EW Resource

Creating robots.txt files in EW

Robots.txt files can be used to mark both directories and files that you do not want search engine spiders to access.

The format is straight forward:

User-agent: *
Disallow: /bin/
Disallow: /images/

The * against User-agent ALLOWS all search engines to index the site

User-agent: Gaaglebot   would PREVENT the Gaagle crawler from indexing the site.

An extension to the protocol know as 'Sitemaps Autodiscovery' specifies the sites sitemap to all SE's that recognise the extension. It does not currently have universal recognition but is worth including for the SEs that can use it.

Sitemap: http://www.mysite.com/sitemap.xml

So our complete robots.txt file might look like: (note that the file name should be in lower case; robots.txt NOT Robots.txt

User-agent: *
Disallow: /bin/
Disallow: /images/
Disallow: /testpages/
Sitemap: http://www.mysite.com/sitemap.xml

To create this file is EW use 'File - New - Page', select 'General' and then select 'Text File' from the options given.

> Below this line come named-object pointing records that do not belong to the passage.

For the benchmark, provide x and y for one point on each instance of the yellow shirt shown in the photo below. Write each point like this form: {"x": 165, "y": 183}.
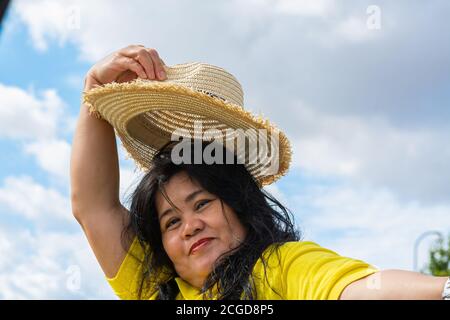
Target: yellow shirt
{"x": 301, "y": 271}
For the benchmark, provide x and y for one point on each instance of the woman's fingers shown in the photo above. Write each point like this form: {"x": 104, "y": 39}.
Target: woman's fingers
{"x": 157, "y": 64}
{"x": 132, "y": 65}
{"x": 148, "y": 58}
{"x": 146, "y": 61}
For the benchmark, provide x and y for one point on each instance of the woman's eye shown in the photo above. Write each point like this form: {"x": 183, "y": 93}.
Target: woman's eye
{"x": 171, "y": 222}
{"x": 201, "y": 203}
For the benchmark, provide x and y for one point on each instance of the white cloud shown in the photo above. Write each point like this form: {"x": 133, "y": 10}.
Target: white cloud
{"x": 39, "y": 267}
{"x": 25, "y": 116}
{"x": 371, "y": 151}
{"x": 52, "y": 155}
{"x": 369, "y": 224}
{"x": 25, "y": 197}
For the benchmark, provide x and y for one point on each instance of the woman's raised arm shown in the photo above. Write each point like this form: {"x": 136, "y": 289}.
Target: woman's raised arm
{"x": 94, "y": 165}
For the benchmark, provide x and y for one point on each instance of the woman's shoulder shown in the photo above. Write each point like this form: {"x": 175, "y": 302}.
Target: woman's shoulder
{"x": 299, "y": 251}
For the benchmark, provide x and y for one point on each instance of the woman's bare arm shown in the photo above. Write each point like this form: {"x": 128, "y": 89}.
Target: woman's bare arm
{"x": 395, "y": 285}
{"x": 94, "y": 165}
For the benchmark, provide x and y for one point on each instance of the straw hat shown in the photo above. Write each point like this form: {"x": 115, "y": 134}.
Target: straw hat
{"x": 197, "y": 101}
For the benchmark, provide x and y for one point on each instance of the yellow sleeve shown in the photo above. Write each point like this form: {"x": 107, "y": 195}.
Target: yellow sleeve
{"x": 127, "y": 281}
{"x": 314, "y": 273}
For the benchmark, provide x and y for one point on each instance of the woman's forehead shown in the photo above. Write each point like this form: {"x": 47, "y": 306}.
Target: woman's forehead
{"x": 177, "y": 189}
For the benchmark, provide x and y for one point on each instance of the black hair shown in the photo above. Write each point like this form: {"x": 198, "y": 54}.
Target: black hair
{"x": 266, "y": 220}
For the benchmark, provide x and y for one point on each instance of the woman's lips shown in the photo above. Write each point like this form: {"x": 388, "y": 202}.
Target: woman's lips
{"x": 199, "y": 244}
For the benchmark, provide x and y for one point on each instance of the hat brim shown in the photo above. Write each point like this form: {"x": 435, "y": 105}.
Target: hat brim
{"x": 145, "y": 113}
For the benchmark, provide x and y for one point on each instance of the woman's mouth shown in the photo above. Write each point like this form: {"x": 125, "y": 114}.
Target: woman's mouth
{"x": 199, "y": 245}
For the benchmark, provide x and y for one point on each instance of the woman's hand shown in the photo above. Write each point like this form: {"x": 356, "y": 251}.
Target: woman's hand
{"x": 125, "y": 65}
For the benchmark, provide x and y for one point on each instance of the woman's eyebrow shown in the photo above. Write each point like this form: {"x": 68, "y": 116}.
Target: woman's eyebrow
{"x": 189, "y": 198}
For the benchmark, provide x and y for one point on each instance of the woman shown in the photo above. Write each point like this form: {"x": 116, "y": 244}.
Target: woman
{"x": 202, "y": 231}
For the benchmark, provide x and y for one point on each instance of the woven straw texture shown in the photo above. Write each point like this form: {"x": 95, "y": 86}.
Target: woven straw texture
{"x": 145, "y": 114}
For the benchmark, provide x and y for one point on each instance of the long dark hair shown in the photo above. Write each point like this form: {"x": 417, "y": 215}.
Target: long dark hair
{"x": 266, "y": 220}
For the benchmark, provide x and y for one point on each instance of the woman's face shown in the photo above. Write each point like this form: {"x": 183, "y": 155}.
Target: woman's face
{"x": 200, "y": 231}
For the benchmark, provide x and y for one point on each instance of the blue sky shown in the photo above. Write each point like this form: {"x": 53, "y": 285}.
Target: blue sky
{"x": 366, "y": 111}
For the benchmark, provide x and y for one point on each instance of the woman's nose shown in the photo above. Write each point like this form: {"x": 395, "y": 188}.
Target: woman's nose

Now, when we create this in EW and save the file it will be saved in the current default character encoding and, whilst it may look correct in EW, will not function correctly on the site. To verify this use one of the on-line robots.txt syntax checkers such as http://tool.motoricerca.info/robots-checker.phtml

For EW V1

To get around this close the file in EW and then open it in Notepad. Then use 'Save As' in Notepad and select ANSI Encoding. Then publish or FTP the file using EW as normal. Once the file has been saved with the correct encoding it can be edited and saved in EW as normal.

For EW V2/V3/V4

Right-Click the page and select 'Encoding'. Then use the 'Save the current file as' drop-down and select 'US/Western European (Windows)'. The click the 'Save As' button. You'll be asked whether you want to replace the current file. Do this.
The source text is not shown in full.